Excelentíssimo Senhor Director: para lhe transmitir a inaudita impressão que a sua sinfonia me deixou tenho de lhe falar não de músico para músico, mas sim de Homem para Homem. É que eu vi a sua alma, nua, despojada. Ela surgiu à minha frente como uma paisagem bravia, misteriosa, cheia de assustadores baixios e poços ao lado de alegres e límpidos prados ensolarados, idílicos locais de repouso. Eu vi-a como um fenómeno da Natureza, cheia de sobressaltos e desgraças, mas também com luminosos e tranquilizantes arco-íris. Senti uma luta com as ilusões; senti a dor de um desiludido. Vi o combate de forças boas e más, vi um homem cansado da extenuante luta por harmonia interior. Senti um Homem, um “drama”, “verdade”, “verdade” sem nenhuma concessão!
Arnold Schönberg - Carta a Gustav Mahler, (12 de Dezembro de 1904) depois de um ensaio da 3ª sinfonia.



Sufocados pelo silêncio,  continuamos em honestas descargas emocionais nos tempos em que deveríamos decidir o rumo a seguir - farto de terapias de grupo, de grupos, protegemo-nos dos desabafos, fazendo o melhor que podermos até à nossa ausência: a palestra da manhã, em torno das mesas do bar, é sobre a integração das gentes: batatas romenas evangélicas, a eletrónica de cá vinda do Brasil, a dialéctica angolana entre o mar e mar e antigos reinos bantos, a nacionalização cigana. Rapidamente ruralizamos o cosmos no campo de jogos onde passeamos por latadas carregadas de flores de kiwi em cacho, orquídeas suspensas, moranguinhos silvestres nos canteiros selvagens, jarros verdes e rosas, mil rosas* de pé, arbustivas a preencherem os pequenos jardins em volta das vivendas na sua pacatez, interrompida por carros que passam, camiões e ciclistas, um cortador de relva. Reorganizando uma vida, prevendo-a já sem capacidade de a gerar, chegamos ao átrio mágico que gira por cima dos nossos destinos: duplicando-a, surgem seis andamentos com coro e soprano pelo meio; depois janta-se (e novamente hoje) para, de atalho pelo metro andante, chegar à polícia dos mártires da pátria para buscá-las e de novo descer para *elas negras. Mais coincidências na frente varina, love calls: daí que as gémeas se despedem, subimos ao lusitano mediterrânico onde dançamos, furando o povo (e está alí todo o público moleiro, que entretanto encerrou) em zoom atento pelos becos escuros. Já bem conservado, sigo directo ao tabuleiro superior popular que percorro destemido, vislumbrando em altura vertical o leito escuro e as luzes infinitas que desenham as veredas, alcanço a mais alta e todo o horizonte cresce. Regresso depois dos chafarizes com relógios solares e lua perfeita pela vímara peres e viro para vistar na madrugada o largo da sé, as torres, arcos e pelouro, enquanto aguardo a composição que me levará de volta à feira das vaidades. Regresso à invicta pelos seus carreiros assentes como uma pér(g)ola, para me aquecer com um fino à beira do molhe a ver os pesqueiros...
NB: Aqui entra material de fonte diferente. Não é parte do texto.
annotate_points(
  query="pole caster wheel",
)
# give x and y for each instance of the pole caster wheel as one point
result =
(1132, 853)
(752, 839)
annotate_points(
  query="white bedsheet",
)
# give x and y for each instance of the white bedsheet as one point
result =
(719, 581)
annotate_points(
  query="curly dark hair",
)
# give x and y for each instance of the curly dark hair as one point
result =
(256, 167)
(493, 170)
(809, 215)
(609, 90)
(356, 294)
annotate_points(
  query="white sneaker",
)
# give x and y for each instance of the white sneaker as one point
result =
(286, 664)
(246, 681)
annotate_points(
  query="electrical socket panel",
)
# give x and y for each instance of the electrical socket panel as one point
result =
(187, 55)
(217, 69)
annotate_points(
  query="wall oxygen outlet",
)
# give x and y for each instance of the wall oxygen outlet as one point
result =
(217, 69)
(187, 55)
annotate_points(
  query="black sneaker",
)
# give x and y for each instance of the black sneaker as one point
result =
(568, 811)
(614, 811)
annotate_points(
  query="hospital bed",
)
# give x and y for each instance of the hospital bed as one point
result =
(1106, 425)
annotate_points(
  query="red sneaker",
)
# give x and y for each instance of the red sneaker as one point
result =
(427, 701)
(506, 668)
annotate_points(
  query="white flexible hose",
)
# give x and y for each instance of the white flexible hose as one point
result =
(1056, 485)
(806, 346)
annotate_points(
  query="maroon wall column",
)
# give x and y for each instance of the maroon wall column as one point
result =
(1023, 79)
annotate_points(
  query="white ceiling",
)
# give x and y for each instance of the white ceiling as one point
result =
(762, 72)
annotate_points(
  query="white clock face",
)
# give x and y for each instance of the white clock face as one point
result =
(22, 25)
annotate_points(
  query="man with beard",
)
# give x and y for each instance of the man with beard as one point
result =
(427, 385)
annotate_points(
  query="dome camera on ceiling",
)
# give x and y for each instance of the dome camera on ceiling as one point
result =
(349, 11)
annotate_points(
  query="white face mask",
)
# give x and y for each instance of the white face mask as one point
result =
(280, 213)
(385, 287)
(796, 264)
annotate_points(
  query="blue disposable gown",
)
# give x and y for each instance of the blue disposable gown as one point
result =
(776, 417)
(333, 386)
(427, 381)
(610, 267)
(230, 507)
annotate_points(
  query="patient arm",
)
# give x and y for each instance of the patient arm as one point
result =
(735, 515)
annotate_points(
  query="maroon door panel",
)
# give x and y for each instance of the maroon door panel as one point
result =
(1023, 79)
Oh, homem! Presta atenção!
O que diz a profunda meia-noite?
"Eu dormia, eu dormia,
e despertei de um sonho profundo:
O mundo é profundo, 
e mais profundo do que o dia julga.
Profunda é a sua dor,
E a alegria... mais profunda que o sofrimento.
A dor diz: Passa!
Mas toda a alegria deseja a eternidade,
a profunda, profunda eternidade!"

Friedrich Nietzsche - Assim falava Zaratustra (tradução de Ofélia Ribeiro)
 - ambos excertos tal como estavam no programa do concerto.

26 maio 2010

Myco_Plasma

Será mais fácil lidar com a artificialidade da vida do que com a sua complexa “naturalidade” ou será uma a consequência da outra? Já temos as cidades, plenas de comidas rápidas e estradas em alargamento a grande velocidade, as erupções já não causam pânico e nem nos perdemos nas rotundas por mais próximo que estejamos da boca do inferno, a escassos oitavos do final; a cultura que acontece como cogumelos em todas as esquinas, manobra isolada das multidões entre a rua do norte e a praça das flores; os jacarandás já não têm o esplendor de outrora por mais que cresçam no meio das avenidas e transparecem a rotura dos raios solares; num lapso de tempo, corta-se a tapada e a atmosfera enche-se de nuvens luminosas carregadas pelos sons de duzentos e três anos de espera, de novo juntos e ao vivo, coros e trompas anunciam as glórias idas no alfa e ómega em fusão. Às portas do sol, sob a meia lua, relembramos os caminhos que fizémos desde então, aguardando a colheita...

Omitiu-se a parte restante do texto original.